Secondly, there is a daintier knock, almost sotto voce. I struggle to wear a towel (it is better than wearing nothing when answering a door to an unknown dainty knocker - no jokes about knockers, dainty or otherwise, please).
It is a small boy with a small white plate. He smiles, is polite and proffers the plate on which is cooked meat (possibly beef, or buffalo) and some leafy greens. Now, this is what I meant earlier about greens, these are greens, these green leaves containing healthy things like Calcium, Iron, Vitamin B-6. No sooner had I closed the door to the diminutive charming boy, locked the door than, mysteriously, the contents of the plate have vanished. It is a strange world.
I make ‘Red’ coffee because I didn’t buy any coca cola for this evening. I drink said coffee and my ‘Project’ hasn’t started yet. Ho Hum. Cold fridge-water it is then. Tonight we finish Jack London’s ‘Call of the Wild’. And I am sad to finish such a well written book.

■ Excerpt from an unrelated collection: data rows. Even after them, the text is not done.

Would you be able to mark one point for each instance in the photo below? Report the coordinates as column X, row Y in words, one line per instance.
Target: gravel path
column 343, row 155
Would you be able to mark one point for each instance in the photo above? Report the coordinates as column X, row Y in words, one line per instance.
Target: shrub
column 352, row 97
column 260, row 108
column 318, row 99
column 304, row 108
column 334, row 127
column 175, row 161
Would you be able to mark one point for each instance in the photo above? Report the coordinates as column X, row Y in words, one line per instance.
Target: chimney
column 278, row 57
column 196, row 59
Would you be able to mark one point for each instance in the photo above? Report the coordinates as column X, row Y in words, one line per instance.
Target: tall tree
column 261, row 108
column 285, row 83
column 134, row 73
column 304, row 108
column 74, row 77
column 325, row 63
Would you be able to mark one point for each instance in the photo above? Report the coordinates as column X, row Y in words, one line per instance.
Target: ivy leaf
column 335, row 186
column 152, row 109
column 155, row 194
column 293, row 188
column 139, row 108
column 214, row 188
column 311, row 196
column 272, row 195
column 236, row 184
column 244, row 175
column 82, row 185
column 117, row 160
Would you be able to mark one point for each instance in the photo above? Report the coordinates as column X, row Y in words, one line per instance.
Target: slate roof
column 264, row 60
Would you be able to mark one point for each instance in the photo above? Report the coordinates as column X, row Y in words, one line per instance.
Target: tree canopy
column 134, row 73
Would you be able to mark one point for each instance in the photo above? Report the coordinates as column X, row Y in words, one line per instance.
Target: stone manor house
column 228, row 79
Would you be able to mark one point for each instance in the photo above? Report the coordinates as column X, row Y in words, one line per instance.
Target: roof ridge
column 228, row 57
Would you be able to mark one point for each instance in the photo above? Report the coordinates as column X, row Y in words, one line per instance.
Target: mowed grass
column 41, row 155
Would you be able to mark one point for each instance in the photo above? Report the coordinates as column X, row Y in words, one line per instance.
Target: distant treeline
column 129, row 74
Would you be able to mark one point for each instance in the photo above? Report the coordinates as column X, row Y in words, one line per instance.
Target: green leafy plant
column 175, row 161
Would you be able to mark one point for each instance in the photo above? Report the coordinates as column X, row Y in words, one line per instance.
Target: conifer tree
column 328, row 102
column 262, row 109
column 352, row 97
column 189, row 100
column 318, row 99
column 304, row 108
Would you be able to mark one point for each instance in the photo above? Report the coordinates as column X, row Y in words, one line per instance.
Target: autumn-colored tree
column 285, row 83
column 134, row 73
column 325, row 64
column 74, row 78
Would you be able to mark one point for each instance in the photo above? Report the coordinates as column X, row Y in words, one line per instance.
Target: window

It is strange to use the internet, hand phone, WhatsApp and YouTube to teach. I sit alone here, They sit in their multiple alonenessess and come together through cyberspace to interact. It takes me back to those days over half a century ago, with me in a red telephone box inserting four old copper pennies for a phone call to my best mate. That call could last forever, me in my rectangular space at the end of a lane, often in the dark, and he lolling at home on his mother’s home telephone. It was a similar interaction, but speech rather than GIFs and JPGs, video and typing, but nevertheless distant and yet oddly engaged.
No spend today (phew) but given, very kindly, two meals.